My other margin loan – with a private bank – is a different matter. It sits in its very own account. Cash income from my portfolio sits in other accounts. If I want to use cash income to pay down the margin loan I need explicitly to transfer the cash from one account into another. Intellectually I like this approach less, though I must admit it is easier to track the actual repayments.
In any case, my bargain-hunting has got the better of me in June, with my purchases (in Interactive Brokers etc) having helped increase my overall net debt by over £20k. This came from £13k of net buying and the rest was interest costs. This is rather feeble because I didn’t even pay the interest properly on my private bank loan – it has just added itself to the total loan. So this goal is a FAIL.
As it happens, I’m not beating myself up too much about this fail. Readers may recall I toyed with the idea of measuring my loan as a percentage of the portfolio value. In the end I decided against this as I didn’t want to feel I should reduce my loan if the equity values all plummeted. In fact what has happened is the opposite; my equity value has risen strongly, leaving my margin loan falling from around 35% to around 30% of my portfolio. Happy days.
Goal 2: Maintain investment income of at least £Xk.
My investment income is also proving quite hard to track.
In Q1 I benefited from some useful lags – in that I received dividends from stocks I’d already sold. So in terms of actual income I saw a 20% drop in Q1 from the year earlier. This lag has pretty much unwound, and Q2 saw a 43% drop in income from 2015. 43% drop in income is pretty painful. I had anticipated something similar, and in fact my target income of £X is a lot lower than my income before buying my Dream Home.
The other measure I track here is the ‘running yield’ of my portfolio. This is not very accurate but does closely track reality. This (pound) number has risen significantly post Brexit, reflecting the drop in value of the pound and the high level of overseas assets I hold. So in fact after Q1 this projected income figure was 53% below the year earlier – even worse than the drop in actual income that I received. At the end of Q2 though my projected income is only 39% below the year earlier.
At the end of Q2 my actual income received was about 5% more than £Xk. This goal was HIT.
Provided the stock markets hold up then my ability to hit this goal should be OK. I am continuing to reinvest some of this income so I will gradually enlarge my safety buffer.
Goal 3: Closely track my target asset allocation.

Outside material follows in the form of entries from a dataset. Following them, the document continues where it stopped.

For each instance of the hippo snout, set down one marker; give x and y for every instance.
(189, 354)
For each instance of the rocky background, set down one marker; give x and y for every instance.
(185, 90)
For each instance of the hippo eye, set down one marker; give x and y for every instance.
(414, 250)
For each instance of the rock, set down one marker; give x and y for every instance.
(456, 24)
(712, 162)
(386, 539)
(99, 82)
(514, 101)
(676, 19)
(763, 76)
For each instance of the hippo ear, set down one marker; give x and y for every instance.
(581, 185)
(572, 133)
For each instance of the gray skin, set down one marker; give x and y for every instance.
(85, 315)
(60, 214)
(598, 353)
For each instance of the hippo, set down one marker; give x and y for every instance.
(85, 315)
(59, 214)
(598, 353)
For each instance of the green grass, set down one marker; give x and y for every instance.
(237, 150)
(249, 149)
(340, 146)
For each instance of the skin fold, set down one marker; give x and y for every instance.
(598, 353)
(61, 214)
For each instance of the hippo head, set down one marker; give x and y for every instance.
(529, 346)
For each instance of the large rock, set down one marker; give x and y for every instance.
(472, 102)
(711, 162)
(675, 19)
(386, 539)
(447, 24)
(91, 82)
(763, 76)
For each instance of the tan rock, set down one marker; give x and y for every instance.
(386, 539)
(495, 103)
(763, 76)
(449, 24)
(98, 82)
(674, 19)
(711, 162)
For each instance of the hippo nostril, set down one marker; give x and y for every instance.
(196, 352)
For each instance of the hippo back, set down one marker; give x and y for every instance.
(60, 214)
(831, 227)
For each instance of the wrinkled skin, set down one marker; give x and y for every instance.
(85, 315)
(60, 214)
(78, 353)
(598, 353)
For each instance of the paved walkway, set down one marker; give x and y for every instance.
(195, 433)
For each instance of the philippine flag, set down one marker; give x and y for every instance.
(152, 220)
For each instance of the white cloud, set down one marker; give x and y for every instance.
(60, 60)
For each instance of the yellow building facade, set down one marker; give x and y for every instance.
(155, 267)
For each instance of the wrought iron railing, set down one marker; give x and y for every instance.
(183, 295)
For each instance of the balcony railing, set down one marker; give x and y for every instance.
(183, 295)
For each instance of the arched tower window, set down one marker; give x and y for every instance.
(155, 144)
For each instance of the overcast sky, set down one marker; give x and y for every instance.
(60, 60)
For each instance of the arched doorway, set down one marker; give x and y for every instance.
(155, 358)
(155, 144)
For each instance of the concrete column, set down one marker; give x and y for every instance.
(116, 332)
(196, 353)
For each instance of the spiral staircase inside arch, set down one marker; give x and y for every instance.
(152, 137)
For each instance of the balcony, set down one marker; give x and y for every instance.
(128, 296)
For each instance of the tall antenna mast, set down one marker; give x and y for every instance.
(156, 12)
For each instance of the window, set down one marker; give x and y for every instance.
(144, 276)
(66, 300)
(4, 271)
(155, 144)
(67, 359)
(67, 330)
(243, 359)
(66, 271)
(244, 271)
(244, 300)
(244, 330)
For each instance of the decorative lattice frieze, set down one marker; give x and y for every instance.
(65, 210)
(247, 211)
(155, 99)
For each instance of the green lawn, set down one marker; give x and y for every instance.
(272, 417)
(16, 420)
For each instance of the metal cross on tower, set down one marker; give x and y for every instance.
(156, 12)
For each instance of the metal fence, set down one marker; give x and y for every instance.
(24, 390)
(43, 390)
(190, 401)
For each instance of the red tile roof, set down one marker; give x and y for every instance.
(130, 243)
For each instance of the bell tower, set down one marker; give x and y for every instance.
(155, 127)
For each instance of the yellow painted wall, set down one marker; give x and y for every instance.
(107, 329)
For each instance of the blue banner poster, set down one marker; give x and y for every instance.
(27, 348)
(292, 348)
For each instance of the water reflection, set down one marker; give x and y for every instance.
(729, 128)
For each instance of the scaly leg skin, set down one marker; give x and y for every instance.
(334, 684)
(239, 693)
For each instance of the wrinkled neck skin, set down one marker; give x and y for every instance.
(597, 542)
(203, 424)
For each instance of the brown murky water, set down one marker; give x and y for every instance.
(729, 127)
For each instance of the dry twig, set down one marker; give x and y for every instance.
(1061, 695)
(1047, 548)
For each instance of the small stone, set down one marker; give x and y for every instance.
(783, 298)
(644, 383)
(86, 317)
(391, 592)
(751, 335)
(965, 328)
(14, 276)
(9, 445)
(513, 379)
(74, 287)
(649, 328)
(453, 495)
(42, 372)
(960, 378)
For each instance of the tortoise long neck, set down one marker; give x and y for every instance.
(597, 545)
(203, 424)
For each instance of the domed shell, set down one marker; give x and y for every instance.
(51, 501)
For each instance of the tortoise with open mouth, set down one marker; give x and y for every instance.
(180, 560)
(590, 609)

I finished Q1 overweight 5% on my UK loan and underweight 7% on the US loan; this left me exposed if the pound gains versus the dollar. Fortunately that is the opposite of what happened, with the pound falling about 10% against the dollar. In terms of the mix of investments I finished Q1 very close to my target allocation.
In Q2 I have tightened up further. Looking at my position on 1 July versus my target, the only slight mismatch against my intended allocation is being a bit underweight on UK fixed income (and this was due to me consciously reducing my bond exposure when bonds had gained >10% YTD) and being a bit underweight on International Equities (which given the fall in Eurozone stocks is not surprising). I have a bit of cash ready to pounce on any buying opportunities. Overall this goal was HIT.
Since the end of the quarter, I have slightly changed my target allocation. With my loan now at only 30% of the value of my portfolio I’m looking to reduce my target debt level (to the level I’m already at, fortuitously). I’m also up for a slightly higher share of equities rather than bonds (i.e. I’m not up for buying more bonds at current prices!). You can see my evolution over time and the new target in the graph below. This change effectively says I want to stay where I am at the moment – and just use market dips to signal buying opportunities against this target allocation.